In the device described above, the temperature of each position in the optical cable 3 is measured by making the optical pulse enter the optical cable 3 from the measuring instrument 5 and detecting the backscattered light due to Raman scattering. In this case, the optical cable 3 is as close to the road surface 1 as possible, and the outer periphery of the optical cable 3 is filled with the transfer medium 4 for ensuring good heat transfer.
Since the heat transfer between the optical cable 3 and the optical cable 3 is excellent and the temperatures of the two are equal, the temperature distribution of the road surface 1 can be accurately measured by determining the temperature of each part of the optical cable 3. Since the heat transfer medium 4 does not contain water, it is possible to prevent the loss of the optical cable 3 from increasing due to the permeation of water. Further, even if the outside air temperature becomes low in winter, the heat transfer medium does not freeze, and the rupture of the protective tube 2 and the damage to the optical cable 3 are prevented.

Effects of the Invention As described above, in the device of the present invention, the optical cable is inserted into the protection tube embedded right below the road surface, and the space between the optical cable and the protection tube has a larger specific gravity than the optical fiber cable. Since the optical cable is connected to a measuring instrument that measures the temperature based on Raman scattered light by filling the liquid for freezing heat transfer, heat transfer between the road surface and the optical cable is performed well. As a result, the temperatures of both are almost equalized, and as a result, it is possible to accurately measure the road surface temperature using Raman scattering in the optical cable.

[Brief description of drawings]

FIG. 1 is a schematic sectional view showing an embodiment of the present invention, and FIG. 2 is an enlarged sectional view taken along the line II-II in FIG. 1 ... Road surface, 2 ... Protective tube, 3 ... Optical cable, 4 ...
Heat transfer medium, 5 ... Measuring instrument.
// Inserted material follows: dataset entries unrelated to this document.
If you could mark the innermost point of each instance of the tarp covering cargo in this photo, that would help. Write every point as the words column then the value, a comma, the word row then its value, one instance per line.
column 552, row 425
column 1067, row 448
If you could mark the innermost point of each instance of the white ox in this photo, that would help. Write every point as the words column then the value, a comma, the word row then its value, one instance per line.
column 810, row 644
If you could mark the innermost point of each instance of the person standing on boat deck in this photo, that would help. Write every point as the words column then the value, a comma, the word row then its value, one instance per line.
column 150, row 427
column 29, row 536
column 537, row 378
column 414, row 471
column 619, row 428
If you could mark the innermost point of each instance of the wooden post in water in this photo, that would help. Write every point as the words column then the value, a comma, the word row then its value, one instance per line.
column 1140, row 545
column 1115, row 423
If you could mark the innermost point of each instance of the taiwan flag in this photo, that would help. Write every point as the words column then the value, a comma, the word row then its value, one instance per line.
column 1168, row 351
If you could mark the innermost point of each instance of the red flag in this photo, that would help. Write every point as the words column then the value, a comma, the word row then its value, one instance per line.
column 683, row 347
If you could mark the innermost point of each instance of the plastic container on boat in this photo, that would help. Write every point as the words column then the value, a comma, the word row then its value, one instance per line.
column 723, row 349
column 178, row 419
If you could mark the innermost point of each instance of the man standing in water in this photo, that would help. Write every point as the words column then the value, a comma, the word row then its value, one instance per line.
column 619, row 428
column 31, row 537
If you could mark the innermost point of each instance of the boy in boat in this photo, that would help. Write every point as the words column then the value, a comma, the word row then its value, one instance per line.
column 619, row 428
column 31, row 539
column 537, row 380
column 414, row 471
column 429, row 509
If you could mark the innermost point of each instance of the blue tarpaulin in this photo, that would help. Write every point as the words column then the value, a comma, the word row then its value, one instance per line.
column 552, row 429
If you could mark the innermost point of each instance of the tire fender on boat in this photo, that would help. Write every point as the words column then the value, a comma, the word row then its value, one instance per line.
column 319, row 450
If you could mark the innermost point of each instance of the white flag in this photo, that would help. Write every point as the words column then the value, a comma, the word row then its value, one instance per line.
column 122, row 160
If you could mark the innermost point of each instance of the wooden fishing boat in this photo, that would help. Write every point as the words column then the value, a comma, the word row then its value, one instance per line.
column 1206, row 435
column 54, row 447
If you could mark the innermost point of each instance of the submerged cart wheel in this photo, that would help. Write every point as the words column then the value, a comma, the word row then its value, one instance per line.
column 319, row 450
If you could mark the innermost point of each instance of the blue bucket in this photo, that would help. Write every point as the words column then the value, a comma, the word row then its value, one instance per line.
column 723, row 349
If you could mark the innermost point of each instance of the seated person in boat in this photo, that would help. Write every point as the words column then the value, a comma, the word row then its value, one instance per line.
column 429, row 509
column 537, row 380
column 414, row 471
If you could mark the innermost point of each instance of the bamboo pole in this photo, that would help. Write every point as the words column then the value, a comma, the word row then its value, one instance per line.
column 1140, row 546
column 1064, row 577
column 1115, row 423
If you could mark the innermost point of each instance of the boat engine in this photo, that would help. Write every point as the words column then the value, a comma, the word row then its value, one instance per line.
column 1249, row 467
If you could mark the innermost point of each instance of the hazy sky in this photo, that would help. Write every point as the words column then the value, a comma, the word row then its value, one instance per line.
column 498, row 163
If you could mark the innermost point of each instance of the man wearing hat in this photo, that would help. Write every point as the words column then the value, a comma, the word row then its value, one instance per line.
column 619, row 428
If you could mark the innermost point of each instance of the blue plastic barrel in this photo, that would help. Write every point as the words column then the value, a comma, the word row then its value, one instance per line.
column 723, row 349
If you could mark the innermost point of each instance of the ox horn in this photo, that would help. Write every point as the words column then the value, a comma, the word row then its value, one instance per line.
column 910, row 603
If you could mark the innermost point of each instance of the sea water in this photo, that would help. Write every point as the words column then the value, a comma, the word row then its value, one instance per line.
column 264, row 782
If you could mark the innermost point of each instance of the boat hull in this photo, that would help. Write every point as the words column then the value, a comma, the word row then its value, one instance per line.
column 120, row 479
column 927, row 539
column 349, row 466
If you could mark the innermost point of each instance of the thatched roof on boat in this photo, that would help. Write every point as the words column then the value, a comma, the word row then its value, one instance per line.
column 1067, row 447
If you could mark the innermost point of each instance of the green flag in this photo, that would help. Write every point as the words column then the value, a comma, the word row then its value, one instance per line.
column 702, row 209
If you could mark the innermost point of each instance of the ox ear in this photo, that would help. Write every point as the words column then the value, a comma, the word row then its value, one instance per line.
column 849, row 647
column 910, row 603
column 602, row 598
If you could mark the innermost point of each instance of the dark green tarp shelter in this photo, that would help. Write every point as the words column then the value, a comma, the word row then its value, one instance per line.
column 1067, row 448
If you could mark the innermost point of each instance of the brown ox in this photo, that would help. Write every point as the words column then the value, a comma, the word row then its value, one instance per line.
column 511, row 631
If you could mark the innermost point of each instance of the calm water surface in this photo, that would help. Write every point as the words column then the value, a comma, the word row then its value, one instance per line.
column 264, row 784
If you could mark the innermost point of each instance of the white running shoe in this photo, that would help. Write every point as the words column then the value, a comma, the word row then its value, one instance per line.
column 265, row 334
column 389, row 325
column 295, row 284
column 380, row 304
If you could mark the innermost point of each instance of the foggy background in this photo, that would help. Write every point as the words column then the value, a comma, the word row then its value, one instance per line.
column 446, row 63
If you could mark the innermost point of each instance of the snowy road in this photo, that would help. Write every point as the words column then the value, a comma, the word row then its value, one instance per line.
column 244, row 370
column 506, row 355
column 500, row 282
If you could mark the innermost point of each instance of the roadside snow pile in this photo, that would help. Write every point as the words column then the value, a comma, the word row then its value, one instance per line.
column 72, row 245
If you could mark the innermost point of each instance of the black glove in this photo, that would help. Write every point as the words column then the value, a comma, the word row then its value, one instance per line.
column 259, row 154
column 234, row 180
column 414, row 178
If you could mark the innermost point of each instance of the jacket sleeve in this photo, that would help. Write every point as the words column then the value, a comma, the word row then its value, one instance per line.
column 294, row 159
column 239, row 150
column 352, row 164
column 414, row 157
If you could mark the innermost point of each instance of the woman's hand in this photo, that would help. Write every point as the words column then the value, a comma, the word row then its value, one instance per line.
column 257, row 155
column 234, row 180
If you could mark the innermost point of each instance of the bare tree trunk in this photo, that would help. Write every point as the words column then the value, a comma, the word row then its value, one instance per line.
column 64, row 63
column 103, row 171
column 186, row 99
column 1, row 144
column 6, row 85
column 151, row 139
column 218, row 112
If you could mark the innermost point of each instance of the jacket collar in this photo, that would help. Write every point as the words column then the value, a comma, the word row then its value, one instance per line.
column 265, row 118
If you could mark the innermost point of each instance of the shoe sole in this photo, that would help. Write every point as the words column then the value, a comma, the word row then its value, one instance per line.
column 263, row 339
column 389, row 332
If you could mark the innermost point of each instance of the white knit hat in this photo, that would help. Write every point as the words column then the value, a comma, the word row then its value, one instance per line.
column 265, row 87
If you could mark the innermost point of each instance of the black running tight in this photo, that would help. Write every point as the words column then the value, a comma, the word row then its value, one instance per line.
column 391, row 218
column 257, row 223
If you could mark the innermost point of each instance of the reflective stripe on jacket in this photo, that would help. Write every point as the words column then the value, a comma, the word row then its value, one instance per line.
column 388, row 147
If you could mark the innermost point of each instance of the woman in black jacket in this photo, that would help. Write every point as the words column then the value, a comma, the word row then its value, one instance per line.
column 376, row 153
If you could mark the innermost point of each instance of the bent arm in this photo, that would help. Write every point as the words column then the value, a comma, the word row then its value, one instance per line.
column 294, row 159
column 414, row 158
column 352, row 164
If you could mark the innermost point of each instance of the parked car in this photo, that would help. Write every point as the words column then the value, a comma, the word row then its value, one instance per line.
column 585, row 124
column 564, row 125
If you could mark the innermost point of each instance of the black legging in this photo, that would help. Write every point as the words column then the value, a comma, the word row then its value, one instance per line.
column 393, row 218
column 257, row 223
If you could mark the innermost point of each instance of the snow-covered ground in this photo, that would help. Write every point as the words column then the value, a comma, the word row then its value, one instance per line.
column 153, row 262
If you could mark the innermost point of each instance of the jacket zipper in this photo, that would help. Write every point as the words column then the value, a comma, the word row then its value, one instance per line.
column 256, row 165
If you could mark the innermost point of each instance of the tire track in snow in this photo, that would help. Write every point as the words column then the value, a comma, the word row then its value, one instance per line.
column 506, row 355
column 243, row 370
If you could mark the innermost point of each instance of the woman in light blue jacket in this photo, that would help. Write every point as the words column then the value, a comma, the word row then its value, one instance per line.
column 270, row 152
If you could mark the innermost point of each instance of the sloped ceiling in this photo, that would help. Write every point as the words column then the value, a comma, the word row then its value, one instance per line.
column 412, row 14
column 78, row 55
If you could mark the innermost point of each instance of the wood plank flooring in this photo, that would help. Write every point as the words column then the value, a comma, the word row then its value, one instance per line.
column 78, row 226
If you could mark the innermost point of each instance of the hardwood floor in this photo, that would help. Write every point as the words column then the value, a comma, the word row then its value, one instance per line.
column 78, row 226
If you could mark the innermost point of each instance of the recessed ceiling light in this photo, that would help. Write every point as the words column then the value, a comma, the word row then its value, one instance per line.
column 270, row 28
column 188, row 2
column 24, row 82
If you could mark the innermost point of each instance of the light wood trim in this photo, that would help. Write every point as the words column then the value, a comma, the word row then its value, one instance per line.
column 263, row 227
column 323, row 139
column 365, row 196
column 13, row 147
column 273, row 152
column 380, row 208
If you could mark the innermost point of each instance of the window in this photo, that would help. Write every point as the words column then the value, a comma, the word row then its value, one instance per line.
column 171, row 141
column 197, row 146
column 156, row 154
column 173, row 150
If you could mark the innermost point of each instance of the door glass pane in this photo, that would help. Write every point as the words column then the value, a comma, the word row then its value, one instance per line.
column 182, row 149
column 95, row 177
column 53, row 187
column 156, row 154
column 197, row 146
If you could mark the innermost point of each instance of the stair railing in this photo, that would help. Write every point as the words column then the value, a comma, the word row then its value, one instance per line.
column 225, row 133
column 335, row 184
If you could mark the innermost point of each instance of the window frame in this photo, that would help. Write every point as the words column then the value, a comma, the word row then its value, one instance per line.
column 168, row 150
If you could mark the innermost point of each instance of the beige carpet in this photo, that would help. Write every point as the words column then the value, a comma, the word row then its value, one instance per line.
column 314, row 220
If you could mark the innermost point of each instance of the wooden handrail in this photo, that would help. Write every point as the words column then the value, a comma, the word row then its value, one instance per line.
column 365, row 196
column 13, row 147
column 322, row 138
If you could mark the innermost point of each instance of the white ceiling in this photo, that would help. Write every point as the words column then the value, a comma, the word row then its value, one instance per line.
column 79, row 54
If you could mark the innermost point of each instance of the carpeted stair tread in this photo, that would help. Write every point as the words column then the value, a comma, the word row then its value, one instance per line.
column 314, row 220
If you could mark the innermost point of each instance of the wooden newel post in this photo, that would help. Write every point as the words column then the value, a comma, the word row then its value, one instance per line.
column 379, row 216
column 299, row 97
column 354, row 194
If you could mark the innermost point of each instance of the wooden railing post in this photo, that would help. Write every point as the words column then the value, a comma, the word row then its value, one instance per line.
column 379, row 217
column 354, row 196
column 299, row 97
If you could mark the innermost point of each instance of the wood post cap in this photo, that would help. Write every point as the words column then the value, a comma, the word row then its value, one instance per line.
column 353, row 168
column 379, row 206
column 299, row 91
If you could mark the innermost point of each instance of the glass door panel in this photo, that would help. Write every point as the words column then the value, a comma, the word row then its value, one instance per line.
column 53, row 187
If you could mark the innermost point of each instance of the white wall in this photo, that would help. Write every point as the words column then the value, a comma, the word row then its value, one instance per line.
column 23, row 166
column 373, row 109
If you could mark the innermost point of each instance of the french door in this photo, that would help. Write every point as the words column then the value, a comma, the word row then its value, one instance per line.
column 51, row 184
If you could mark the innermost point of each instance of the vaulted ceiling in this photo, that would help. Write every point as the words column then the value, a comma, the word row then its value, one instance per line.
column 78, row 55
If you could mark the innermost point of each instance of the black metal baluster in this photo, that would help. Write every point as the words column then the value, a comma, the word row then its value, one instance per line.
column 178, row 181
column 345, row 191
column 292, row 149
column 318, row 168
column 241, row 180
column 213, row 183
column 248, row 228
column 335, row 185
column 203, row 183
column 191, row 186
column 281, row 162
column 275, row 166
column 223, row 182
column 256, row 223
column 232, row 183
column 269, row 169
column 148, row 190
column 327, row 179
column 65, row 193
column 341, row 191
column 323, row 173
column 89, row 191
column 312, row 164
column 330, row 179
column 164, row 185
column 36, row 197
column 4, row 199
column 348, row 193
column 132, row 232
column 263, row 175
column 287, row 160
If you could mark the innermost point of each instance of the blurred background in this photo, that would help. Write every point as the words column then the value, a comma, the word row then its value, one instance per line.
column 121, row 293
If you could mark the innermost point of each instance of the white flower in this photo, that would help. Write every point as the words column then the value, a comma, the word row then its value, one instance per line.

 ─────────────────────────────────────────────────── ─── Continuation of the front page (72) Creator Masataka Mochizuki 1-5-1, Kiba, Koto-ku, Tokyo Fujikura Electric Wire Co., Ltd. (72) Takashi Chiba 1-1-5, Kiba, Koto-ku, Tokyo Fujikura Electric Wire Co., Ltd. (72) Inventor Yuichi Kobayashi 6 461 Satozuka, Toyohira-ku, Sapporo, Hokkaido Kita Kaido Electric Power Co., Inc. Research Institute (72) Inventor, Mitsuaki Ishioka 461 6 Satotsuka, Toyohira-ku, Sapporo, Hokkaido Kita Kaido Electric Power Co., Ltd. Company Research Institute (56) Reference JP-A-3-84102 (JP, A)

Claims (1)

[Scope of utility model registration request] 1. A non-freezing heat having a specific gravity larger than that of the optical fiber cable is inserted into a protection tube buried directly below a road surface and the space between the optical fiber cable and the protection tube is inserted. A road surface temperature distribution measuring device using an optical fiber cable, characterized in that the optical fiber cable is connected to a measuring instrument that is filled with a liquid for transmission and further measures the temperature based on Raman scattered light.